The solution seems to work if you break up your plugins function into two parts. One part will init 3rd party plugins like #Hapi/*. The other function will init your 1st party plugins that you wrote. You will only init the 3rd party plugins in your start function.
It's critical that you include { once: true } because that will prevent your error. It will only initialize the plugin once, which will prevent your error. You cannot always specify { once: true } on 3rd party plugins. Thus, we have to handle that a different way. Since we moved all the 3rd party plugins to their own function, which is invoked on start, that should prevent 3rd party plugins from causing an issue of being reinitialized.

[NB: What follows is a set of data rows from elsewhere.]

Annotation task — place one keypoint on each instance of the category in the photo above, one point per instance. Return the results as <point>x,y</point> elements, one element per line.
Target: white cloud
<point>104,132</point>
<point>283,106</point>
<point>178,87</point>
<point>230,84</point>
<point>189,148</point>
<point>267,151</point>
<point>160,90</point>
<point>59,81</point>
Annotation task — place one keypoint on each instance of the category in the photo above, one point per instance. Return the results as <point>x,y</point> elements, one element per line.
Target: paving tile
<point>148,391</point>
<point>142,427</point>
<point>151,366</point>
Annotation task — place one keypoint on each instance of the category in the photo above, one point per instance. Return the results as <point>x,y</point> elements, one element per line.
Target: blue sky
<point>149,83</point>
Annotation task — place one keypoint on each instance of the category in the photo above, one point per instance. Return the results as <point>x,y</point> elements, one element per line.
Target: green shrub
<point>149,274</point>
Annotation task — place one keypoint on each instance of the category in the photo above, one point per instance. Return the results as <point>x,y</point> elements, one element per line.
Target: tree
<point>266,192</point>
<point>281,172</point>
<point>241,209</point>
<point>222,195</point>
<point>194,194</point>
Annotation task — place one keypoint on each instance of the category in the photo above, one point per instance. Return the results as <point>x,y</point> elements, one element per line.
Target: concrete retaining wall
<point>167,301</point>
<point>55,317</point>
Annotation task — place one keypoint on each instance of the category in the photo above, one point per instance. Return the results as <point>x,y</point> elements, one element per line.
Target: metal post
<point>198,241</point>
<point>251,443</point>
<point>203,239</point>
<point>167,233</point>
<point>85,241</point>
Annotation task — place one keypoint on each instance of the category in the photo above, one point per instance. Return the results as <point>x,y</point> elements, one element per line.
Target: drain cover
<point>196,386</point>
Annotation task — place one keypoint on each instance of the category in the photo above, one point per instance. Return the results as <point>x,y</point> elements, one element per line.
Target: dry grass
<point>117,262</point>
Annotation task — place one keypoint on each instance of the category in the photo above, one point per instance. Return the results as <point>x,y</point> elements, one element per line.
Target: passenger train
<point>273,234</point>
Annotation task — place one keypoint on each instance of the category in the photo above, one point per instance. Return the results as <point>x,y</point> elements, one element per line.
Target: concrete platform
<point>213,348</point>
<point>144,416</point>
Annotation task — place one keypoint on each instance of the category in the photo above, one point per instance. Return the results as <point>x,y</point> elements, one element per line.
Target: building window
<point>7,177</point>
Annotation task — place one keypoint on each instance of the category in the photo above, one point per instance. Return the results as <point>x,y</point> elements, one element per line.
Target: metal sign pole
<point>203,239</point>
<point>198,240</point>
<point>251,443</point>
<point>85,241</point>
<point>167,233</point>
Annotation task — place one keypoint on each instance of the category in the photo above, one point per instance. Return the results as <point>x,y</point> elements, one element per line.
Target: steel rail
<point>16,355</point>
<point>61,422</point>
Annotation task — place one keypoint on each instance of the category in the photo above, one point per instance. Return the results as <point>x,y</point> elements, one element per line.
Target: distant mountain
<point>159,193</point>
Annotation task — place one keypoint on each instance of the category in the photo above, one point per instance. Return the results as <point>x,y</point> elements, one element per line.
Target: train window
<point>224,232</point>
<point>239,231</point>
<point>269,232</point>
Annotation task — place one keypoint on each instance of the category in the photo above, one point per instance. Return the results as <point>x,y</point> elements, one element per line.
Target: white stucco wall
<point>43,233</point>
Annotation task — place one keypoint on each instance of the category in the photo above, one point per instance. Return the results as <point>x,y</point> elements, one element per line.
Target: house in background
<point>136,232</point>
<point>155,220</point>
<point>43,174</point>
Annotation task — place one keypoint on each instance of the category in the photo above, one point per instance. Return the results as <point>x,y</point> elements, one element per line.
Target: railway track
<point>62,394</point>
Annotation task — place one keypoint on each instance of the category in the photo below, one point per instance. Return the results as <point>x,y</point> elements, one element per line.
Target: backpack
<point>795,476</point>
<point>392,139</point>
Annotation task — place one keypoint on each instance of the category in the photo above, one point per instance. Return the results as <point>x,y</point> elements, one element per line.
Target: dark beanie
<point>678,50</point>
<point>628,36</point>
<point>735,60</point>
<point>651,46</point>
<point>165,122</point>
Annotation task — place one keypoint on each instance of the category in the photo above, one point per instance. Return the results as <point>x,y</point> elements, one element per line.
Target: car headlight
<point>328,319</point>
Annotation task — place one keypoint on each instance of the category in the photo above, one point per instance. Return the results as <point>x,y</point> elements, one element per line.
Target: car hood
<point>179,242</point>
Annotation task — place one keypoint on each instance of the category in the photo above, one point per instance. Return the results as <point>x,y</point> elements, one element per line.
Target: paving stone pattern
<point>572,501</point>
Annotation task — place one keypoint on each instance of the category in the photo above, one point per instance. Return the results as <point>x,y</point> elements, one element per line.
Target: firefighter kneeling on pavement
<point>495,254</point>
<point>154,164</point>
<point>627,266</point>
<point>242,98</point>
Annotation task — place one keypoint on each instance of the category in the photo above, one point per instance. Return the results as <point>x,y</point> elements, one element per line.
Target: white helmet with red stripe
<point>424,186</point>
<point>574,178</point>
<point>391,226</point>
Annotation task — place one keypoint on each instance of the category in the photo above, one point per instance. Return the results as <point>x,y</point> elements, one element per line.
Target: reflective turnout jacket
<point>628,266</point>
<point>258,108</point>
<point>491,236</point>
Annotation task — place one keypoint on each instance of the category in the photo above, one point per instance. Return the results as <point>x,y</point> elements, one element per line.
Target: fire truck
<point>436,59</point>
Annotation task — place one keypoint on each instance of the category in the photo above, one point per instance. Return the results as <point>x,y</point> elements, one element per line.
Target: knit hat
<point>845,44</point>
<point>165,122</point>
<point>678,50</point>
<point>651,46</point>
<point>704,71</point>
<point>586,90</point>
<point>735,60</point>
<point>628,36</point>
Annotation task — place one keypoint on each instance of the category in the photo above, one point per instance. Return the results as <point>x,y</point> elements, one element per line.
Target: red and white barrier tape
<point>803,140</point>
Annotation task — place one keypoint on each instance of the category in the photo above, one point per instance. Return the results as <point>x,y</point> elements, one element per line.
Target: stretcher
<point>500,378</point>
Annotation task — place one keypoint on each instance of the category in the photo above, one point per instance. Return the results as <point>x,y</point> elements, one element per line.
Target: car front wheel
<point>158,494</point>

const hapiPlugins = async () => {
const pluginsToRegister = [
inert,
vision,
require("hapi-mobile-views"),
{ plugin: Crumb, options: { cookieOptions: { isSecure: false } } },
Scooter,
{
plugin: Blankie,
options: {} // specify options here
}
];
};
const myPlugins = async () => {
await server.register([
allOfMyPlugins...
],
{
once: true //critical so that you don't re-init your plugins
});
};
const init = async () => {
server.state("player", {
ttl: null,
clearInvalid: true,
isSecure: false
});
server.views({
engines: { ejs: Ejs },
path: `${__dirname}/views`,
layout: "layout"
});
await server.route(routes);
return server;
};
const start = async () => {
try {
await hapiPlugins();
await init();
await server.start();
} catch (err) {
console.log(err);
process.exit(1);
}
};
Then, you should be able to call init in your test's before function. Use that server object to inject.